Ele pergunta por que alguém inventaria a história das mulheres no sepulcro e propõe várias possibilidades. A primeira coisa que ele observa é que, embora as mulheres não fossem testemunhas em cortes legais judaicas, segundo os relatos dos evangelhos elas não apareceram numa corte judaica. Além disso, ele pensa que uma possibilidade é que contadoras de histórias teriam inventado a história das mulheres a encontrar o sepulcro vazio. Ele cita diversos elementos de provas bíblicas no sentido de que mulheres desempenhavam importantes papéis no ministério de Jesus e na igreja primitiva, de modo que a ideia de contadoras de histórias inventando a história talvez não seja tão forçada. Ele também afirma que testemunhas femininas fariam mais sentido histórico, pois era tarefa delas preparar o corpo para o sepultamento, de modo que a história de que encontraram o sepulcro vazio quando foram ungir o corpo seria razoável. Ele, então, defende que é provável que todos os discípulos do sexo masculino tenham fugido durante a prisão e crucificação de Jesus, de modo que a invenção das mulheres descobrindo o sepulcro talvez reflita essa memória de deserção.

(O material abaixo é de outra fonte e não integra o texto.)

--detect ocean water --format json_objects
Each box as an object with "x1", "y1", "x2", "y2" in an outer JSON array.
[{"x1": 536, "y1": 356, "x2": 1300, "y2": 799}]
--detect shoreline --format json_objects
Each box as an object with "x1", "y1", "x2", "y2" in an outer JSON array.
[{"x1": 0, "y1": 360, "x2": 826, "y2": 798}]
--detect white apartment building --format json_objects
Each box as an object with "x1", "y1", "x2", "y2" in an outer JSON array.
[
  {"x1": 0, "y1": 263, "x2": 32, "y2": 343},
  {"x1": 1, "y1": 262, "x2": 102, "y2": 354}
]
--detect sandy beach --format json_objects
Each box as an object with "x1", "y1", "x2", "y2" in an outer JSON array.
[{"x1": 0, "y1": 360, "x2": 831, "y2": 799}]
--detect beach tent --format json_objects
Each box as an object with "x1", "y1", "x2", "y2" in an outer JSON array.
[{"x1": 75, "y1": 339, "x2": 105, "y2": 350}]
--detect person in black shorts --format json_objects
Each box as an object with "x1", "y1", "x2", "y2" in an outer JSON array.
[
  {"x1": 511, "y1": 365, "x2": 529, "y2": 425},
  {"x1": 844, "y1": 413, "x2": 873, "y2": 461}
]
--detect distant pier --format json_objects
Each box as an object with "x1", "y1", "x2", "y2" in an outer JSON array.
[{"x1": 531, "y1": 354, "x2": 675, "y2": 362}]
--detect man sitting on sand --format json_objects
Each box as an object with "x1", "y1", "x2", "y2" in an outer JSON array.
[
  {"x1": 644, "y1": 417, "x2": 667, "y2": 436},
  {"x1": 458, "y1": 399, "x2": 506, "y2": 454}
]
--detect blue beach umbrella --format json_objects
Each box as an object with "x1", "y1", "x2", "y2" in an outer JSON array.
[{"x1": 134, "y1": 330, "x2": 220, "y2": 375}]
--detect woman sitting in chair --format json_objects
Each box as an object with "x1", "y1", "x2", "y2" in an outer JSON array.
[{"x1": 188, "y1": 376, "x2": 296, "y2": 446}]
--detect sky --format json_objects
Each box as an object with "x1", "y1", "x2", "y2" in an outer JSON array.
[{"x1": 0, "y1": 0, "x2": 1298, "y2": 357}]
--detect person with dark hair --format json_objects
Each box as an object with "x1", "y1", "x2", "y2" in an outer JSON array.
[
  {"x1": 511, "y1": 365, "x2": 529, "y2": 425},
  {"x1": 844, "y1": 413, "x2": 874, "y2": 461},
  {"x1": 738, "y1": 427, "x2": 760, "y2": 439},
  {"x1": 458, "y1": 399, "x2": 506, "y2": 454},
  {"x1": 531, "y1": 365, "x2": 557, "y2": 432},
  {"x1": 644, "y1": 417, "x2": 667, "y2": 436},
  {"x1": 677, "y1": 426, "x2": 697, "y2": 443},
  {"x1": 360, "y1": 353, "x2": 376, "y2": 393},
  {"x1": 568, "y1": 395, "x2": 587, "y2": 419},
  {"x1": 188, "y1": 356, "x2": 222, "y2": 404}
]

A primeira coisa que pensei ao ler essa postagem no blogue foi que a abordagem dos fatos mínimos para estabelecer a historicidade da ressurreição não precisa ter o sepulcro vazio como um dos fatos. O excelente livro do Dr. Michael Licona sobre a historicidade da ressurreição deixou isto claro para mim. Assim, mesmo que as objeções do Dr. Ehrman sejam razões convincentes para duvidar da historicidade da descoberta que as mulheres fizeram de um sepulcro vazio, nada fazem para prejudicar substancialmente o argumento a favor da ressurreição em si.
Diferentemente da pessoa que fez a pergunta 676, penso que o argumento a favor da ressurreição é tão forte que uma objeção isolada a um único elemento de prova, por potente que seja, não desfaz a solidez do argumento geral. Além disso, depois de ler e considerar a lista de motivos feita por Dale Allison a favor do sepulcro vazio no seu livro Resurrecting Jesus, devo dizer que há outros bons motivos para pensar que o sepulcro vazio é historicamente factual. Em particular, o sepultamento por José de Arimateia — e a defesa que o senhor faz da historicidade desse sepultamento honroso — é um elemento de prova muito forte. Dito isto, pensando que as testemunhas femininas sejam um elemento de prova muito forte, estive considerando algumas possíveis refutações ao raciocínio de Ehrman. Refletindo mais a respeito das razões específicas de Ehrman, penso que vejo algumas das falácias. A primeira falácia é que, ainda que contadoras de histórias inventassem a história das mulheres a descobrir o sepulcro vazio, muito provavelmente era um escriba do sexo masculino que eventualmente teria de registrar a narrativa da Paixão e a história do sepulcro vazio. Uma vez que a lista de Paulo com as testemunhas em 1 Coríntios 15.3-8 exclui quaisquer mulheres, por que pensar que cristãos letrados do sexo masculino, na igreja primitiva, teriam registrado essa história das contadoras, ainda mais por ela incluir mulheres como testemunhas do sepulcro vazio e da ressurreição?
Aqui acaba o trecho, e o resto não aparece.